The Bottom Line: CFO conversations convert only when a VPF has already validated feasibility and internal support.
Where Evaluation, Budget Authority, and Alignment Truly Sit
A common misconception is that VPFs lack buying power. THMA research shows many health system VPFs hold $100K to $500K in direct approval authority across finance, analytics, and automation initiatives that align with their remit. In these cases, decisions often move forward without CFO involvement.
When larger investments are required, VPFs build the business case CFOs rely on. They quantify impact through time savings, error reduction, cash acceleration, and risk mitigation.
The Bottom Line: Many finance initiatives advance through VPF authority and advocacy, even when CFOs are final signatories.
Why Traditional Healthcare Financial Management Conferences Miss This Reality
Most healthcare financial management conferences are designed for scale. They optimize for attendance, exposure, and broad content coverage. What they rarely support is meaningful evaluation.
Conversations are brief and high-level. Operational context is limited. As a result, interest is generated, but momentum often fades once internal evaluation begins.

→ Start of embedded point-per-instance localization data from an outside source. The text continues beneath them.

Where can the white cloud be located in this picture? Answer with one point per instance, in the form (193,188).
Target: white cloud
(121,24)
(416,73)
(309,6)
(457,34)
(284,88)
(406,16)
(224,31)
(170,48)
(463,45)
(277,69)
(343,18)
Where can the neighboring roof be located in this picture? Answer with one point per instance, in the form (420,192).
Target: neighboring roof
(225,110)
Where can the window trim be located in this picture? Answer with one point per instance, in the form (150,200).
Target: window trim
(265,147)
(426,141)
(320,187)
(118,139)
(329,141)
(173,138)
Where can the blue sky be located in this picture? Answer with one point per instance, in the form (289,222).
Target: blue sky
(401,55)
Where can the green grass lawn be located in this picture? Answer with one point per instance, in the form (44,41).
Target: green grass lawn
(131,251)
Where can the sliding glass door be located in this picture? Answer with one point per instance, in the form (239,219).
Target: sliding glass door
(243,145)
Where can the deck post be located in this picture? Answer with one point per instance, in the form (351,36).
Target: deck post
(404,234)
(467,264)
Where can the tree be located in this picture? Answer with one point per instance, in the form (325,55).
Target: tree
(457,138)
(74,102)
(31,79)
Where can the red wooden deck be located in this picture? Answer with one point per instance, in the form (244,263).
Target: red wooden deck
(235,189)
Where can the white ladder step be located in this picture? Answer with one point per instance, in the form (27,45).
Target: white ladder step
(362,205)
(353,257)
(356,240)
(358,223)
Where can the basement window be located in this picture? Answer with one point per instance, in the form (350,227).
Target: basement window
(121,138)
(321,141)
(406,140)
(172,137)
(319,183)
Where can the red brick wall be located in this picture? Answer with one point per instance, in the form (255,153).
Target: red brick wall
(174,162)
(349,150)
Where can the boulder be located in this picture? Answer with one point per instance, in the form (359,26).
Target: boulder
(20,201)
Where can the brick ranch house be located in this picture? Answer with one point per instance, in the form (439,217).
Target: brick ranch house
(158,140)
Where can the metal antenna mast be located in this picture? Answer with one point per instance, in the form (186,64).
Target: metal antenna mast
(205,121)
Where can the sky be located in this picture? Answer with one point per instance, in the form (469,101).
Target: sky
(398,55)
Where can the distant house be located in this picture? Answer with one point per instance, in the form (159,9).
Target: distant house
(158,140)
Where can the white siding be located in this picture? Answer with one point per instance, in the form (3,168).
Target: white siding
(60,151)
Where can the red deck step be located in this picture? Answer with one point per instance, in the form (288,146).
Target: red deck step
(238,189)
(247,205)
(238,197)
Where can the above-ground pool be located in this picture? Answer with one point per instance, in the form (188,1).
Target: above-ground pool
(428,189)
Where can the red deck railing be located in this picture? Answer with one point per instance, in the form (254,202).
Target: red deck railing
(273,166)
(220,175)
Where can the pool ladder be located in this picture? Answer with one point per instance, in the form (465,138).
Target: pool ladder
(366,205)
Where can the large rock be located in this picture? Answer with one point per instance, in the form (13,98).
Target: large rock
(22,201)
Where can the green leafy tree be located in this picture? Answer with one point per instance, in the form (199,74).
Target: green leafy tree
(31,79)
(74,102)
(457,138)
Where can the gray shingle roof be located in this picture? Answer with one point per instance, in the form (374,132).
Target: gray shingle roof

The Bottom Line: Visibility without depth rarely translates into sustained progress.
How Conference Environment Determines the Quality of Financial Engagement
VPFs are not looking for pitches. They value insight, credibility, and peer validation. Trust is built in environments that support focused, relevant conversation and candid exchange.
That trust is difficult to establish in crowded exhibit halls or rushed networking sessions.
The Bottom Line: The quality of the environment determines the quality of financial engagement.
The Value of Curated, Role-Specific Convenings for Finance Leaders
THMA convenings are intentionally designed around how health system leaders actually engage. Participation is curated by role to ensure relevance. Industry seats are limited to preserve balance. Agendas are driven by health system priorities, not sponsor messaging.
These settings allow VPFs to speak openly about pressure points, decision criteria, and internal dynamics. Industry Executives gain insight into how decisions are evaluated in practice.
The Bottom Line: Curated environments surface real decision logic long before it appears in a deal cycle.
Rethinking Healthcare Financial Management Conference Strategy for Industry Executives
Healthcare finance is under sustained pressure. Capital is constrained. Every investment is scrutinized. For Industry Executives, conference strategy must reflect how health systems evaluate and advance decisions today, not how they appear on org charts.
The Bottom Line: A VPF-first approach aligns healthcare financial management conference investment with reality.
A More Effective Path to Building Financial Relationships With Health Systems
Healthcare financial management conferences remain an important investment. The difference is how that investment is deployed. THMA’s Vice President of Finance Forum is designed to support peer-level engagement between health system finance leaders and a limited number of industry partners. It creates space for candid dialogue, practical insight, and relationship-building grounded in how health systems actually operate.
For Industry Executives focused on credibility and long-term engagement, progress starts by connecting with the leaders who shape decisions early.
The Bottom Line: Strong financial relationships begin with the leaders who evaluate first.